Le parfum le plus tendance du moment? Dior Addict, avec son jus qui joue les caresses orientales sur la peau, son flacon ludique et sa communication tonique. Dior Addict, c’est le dernier « enfant » de Thierry Wasser, parfumeur né à Lausanne et dont la vie ressemble à un roman. Issu de l’immigration italienne, après le divorce de ses parents, il vit une enfance modeste auprès de sa grand-mère à Genève. Quand il a 10 ans, sa mère se remarie avec un homme d’affaires. Sa vie bascule. C’est Noël tous les jours…

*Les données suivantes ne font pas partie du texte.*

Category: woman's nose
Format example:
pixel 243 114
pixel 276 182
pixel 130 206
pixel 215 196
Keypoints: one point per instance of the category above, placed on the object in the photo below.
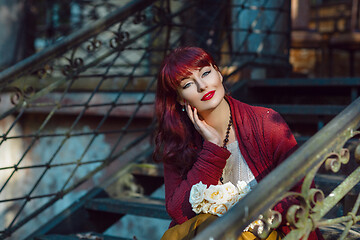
pixel 202 85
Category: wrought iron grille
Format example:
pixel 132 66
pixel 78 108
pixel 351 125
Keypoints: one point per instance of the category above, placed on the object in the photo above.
pixel 105 72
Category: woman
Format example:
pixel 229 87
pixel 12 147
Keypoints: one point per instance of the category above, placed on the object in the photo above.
pixel 205 135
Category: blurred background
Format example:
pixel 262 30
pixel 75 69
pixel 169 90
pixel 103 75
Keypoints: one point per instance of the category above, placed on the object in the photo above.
pixel 77 87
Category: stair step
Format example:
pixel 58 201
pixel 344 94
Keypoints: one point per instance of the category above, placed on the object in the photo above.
pixel 147 207
pixel 316 110
pixel 94 236
pixel 328 182
pixel 305 82
pixel 148 169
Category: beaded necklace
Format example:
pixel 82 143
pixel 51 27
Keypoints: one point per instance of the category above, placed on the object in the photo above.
pixel 226 139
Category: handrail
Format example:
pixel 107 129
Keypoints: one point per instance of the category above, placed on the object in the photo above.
pixel 71 41
pixel 274 186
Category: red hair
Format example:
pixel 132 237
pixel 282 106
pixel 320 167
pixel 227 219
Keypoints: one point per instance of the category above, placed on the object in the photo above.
pixel 176 139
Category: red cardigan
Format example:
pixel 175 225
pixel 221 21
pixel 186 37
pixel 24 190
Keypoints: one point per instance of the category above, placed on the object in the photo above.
pixel 265 140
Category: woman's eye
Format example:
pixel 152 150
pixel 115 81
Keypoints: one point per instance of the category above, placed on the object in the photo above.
pixel 206 73
pixel 186 85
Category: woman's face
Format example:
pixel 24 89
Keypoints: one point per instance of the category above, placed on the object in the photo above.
pixel 203 89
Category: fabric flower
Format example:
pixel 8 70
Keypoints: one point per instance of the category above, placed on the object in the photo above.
pixel 243 187
pixel 218 209
pixel 217 199
pixel 230 189
pixel 215 194
pixel 197 193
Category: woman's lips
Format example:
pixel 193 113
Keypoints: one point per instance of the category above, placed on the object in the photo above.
pixel 208 96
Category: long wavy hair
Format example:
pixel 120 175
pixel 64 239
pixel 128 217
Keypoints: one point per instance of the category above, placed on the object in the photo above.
pixel 176 140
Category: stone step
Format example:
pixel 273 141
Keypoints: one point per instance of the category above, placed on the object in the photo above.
pixel 142 206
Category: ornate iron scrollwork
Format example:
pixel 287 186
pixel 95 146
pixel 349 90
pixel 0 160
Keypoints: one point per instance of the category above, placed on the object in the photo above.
pixel 307 215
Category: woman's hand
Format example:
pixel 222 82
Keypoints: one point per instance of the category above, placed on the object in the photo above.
pixel 206 131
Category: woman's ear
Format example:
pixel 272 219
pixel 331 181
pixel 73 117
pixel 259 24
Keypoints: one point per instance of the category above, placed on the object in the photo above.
pixel 221 77
pixel 180 100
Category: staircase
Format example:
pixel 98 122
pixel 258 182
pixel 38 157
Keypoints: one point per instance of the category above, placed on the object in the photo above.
pixel 83 111
pixel 129 192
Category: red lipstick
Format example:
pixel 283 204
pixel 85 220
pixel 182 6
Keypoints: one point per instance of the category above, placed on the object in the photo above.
pixel 208 96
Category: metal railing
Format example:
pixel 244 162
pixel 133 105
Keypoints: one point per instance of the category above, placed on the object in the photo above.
pixel 105 71
pixel 337 144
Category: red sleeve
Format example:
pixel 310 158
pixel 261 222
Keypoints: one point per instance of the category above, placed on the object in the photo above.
pixel 207 168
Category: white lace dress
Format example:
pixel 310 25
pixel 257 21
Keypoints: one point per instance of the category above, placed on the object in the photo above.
pixel 236 168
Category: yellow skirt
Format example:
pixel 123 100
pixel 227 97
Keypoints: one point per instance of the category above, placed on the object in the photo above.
pixel 189 229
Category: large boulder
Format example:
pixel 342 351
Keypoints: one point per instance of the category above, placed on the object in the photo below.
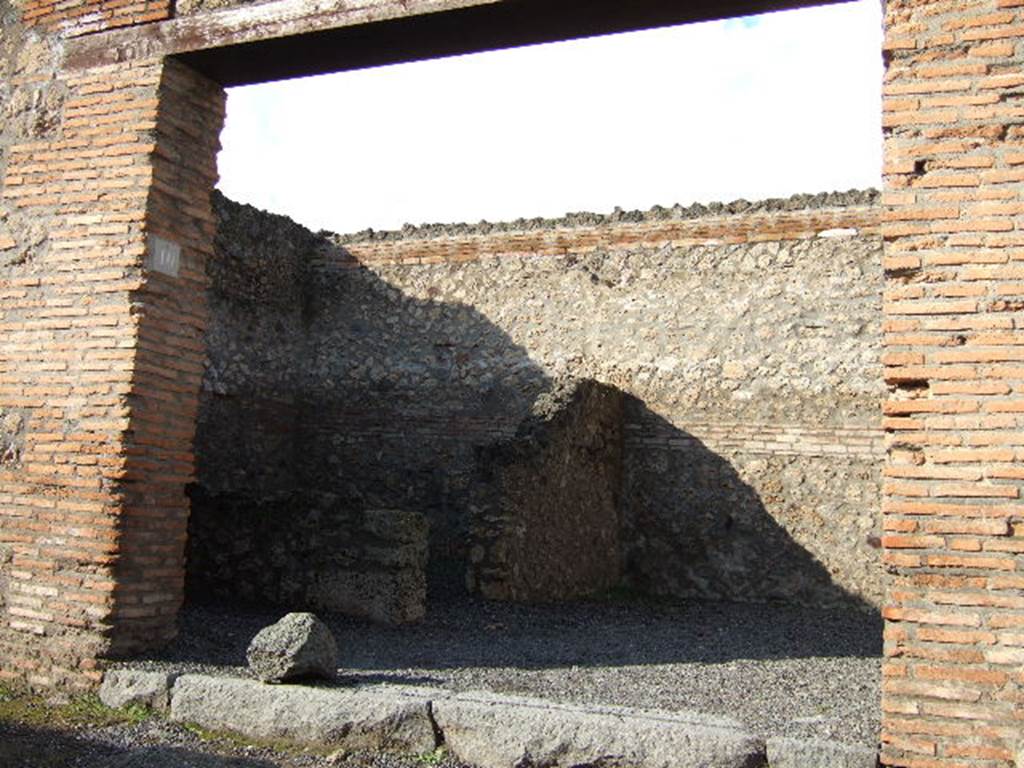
pixel 298 646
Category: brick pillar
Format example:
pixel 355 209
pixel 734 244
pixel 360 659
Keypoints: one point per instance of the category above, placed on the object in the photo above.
pixel 170 307
pixel 953 121
pixel 99 368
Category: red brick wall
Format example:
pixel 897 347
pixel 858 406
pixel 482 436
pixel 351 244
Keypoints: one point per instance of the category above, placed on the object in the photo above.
pixel 954 346
pixel 85 337
pixel 73 17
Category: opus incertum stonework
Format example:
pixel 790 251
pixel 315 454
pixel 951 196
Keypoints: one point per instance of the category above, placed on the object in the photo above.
pixel 109 285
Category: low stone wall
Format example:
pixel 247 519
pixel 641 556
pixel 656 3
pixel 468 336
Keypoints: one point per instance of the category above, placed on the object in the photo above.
pixel 544 515
pixel 379 369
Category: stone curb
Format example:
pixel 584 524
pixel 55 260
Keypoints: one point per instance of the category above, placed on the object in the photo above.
pixel 481 728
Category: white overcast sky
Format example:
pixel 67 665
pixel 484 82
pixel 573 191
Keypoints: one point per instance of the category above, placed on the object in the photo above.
pixel 761 107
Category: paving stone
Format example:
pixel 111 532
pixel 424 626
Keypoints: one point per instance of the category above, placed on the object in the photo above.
pixel 378 718
pixel 126 687
pixel 803 753
pixel 495 731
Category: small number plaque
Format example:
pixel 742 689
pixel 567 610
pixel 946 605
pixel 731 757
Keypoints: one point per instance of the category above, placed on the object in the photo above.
pixel 163 256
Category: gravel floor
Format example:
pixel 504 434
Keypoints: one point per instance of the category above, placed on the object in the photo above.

Le changement est tellement perturbant que la greffe scolaire ne prend pas. Thierry décide donc de vivre sa vie. Au sein d’une nature belle à couper le souffle, dans les environs de Montreux, il commence à s’intéresser aux plantes, même aux vénéneuses. Pour structurer ses connaissances, il retourne à l’école (professionnelle) et décroche, à 20 ans, son premier diplôme d’herboriste. « Cela dit, je ne me voyais pas ouvrir une boutique d’herbes … » Dans un article paru dans « l’Hebdo » ( NDLR: l’équivalent suisse du Vif/L’Express), il découvre, par hasard, l’existence de Firmenich et de Givaudan, sociétés de parfumerie, ainsi que le métier de nez. Sa voie est alors toute tracée. Il rencontre Jean Hadorn, directeur de l’école de parfumerie chez Givaudan et, au bout de six mois passés à Londres pour apprendre l’anglais, commence une formation à la-dite école. « Je me suis glissé là-dedans comme dans un lit chaud. C’était absolument génial, on était trois élèves, on apprenait, on rigolait … »

Thierry démarre sa vie professionnelle à Paris où l’appelle le président de Givaudan France. « J’avais un accent suiiisse, sourit-il. Heureusement, grâce à mon oreille musicale, j’ai pu m’en débarrasser assez vite. » Il crée le premier Salvador Dali pour Homme, un grand succès de l’époque, puis s’expatrie pendant neuf ans à New York. Au sein de Givaudan toujours, il compose, en collaboration, Poême de Lancôme et Truth de Calvin Klein, notamment. L’année dernière il réintègre Paris. Ce retour aux sources libère en lui des énergies insoupçonnées. C’est dans cet état d’esprit euphorique et enthousiaste qu’il imagine Dior Addict, une fragrance sexy et pleine d’énergie. Thierry exulte: « Un parfum, c’est un fragment de ma vie, déclenché par une rencontre. C’est donc mon fantasme, très personnel, transcrit après cette rencontre. Si je sens ce parfum dans la rue, je me dis que mon histoire est belle, car même si les gens ne la connaissent pas, ils se la sont appropriée. »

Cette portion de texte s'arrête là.